Birdhouses and mailboxes and bedframes and double doors. Heavy wooden portal stoppers leaned up against racks of plywood. Medium density fiberboard with a watch-face sized hole drilled in front, a short cylindrical nose pegged under that gaping cycloptic opening. Sixteen slats glued together, screwed to two belts of black metal bent in gentle bows. Hypothetically, everything in a workshop is hypothetical. Growing dust. Doors off hinges. Overflown housing. Mailboxes with no fixed address. Potential piles up. Scullery doors in the corner. Solid oak end tables crushing castor wheels.

Space. Who builds space. Not the carpenter. Not the writer. The politician. The doctor. Not the builder. Emptiness. Pure, layered, reinforced racking potential. Who prints blank books. Fills pens instead of emptying them. Who makes the makings. Doesn’t care whether or not birds ever come. Who builds little boxes that resemble houses. Who makes doors who isn’t trapped by door frames. Leaned in aisleways, stacked in back of showrooms with cardboard sandwiched between. Custom doors stacked, piled, pre-divorced from their future portals.

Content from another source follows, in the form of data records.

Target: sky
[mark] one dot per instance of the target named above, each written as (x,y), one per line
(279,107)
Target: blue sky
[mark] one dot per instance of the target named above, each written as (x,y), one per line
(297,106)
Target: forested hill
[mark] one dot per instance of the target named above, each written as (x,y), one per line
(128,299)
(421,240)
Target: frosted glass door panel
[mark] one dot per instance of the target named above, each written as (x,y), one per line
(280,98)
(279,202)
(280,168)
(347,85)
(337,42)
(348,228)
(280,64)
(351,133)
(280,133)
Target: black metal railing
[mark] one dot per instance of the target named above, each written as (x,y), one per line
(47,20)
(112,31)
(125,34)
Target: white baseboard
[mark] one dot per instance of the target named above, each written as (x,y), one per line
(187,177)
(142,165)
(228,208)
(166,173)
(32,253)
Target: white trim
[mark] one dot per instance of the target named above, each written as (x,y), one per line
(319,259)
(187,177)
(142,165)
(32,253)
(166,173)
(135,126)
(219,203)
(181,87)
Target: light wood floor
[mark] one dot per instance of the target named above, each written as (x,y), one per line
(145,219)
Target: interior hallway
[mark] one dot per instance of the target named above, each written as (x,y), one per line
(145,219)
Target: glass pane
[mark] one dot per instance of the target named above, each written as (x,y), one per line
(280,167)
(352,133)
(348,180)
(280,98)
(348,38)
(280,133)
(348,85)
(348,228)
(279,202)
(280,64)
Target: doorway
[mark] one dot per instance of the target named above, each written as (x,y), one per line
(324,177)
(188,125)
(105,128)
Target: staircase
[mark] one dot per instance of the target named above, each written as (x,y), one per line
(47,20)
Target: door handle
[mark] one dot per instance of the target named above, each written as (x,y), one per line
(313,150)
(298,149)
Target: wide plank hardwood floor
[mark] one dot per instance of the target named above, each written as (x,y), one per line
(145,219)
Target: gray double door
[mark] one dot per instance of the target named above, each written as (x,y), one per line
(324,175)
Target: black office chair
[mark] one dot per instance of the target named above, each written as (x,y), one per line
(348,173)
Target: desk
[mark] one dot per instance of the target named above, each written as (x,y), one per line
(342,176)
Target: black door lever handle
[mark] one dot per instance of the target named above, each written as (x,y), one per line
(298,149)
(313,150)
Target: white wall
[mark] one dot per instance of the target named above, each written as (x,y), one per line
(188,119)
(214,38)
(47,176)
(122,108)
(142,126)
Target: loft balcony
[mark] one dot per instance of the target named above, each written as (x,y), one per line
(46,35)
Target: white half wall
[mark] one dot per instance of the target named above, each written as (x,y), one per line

There are so many ways to pray, but none come close to creating space. Full pens. Empty books. Empty frames. Doors with no deadbolts drilled in them. Miniature houses, no birds. The rigid rectangles that clutch the soft shapes we sleep on. We don’t know.

We don’t know where birds will nest.
We don’t know what we’re building.
We don’t need to. It’s better that way.

Let the birds decide.
Until then, build little empty boxes.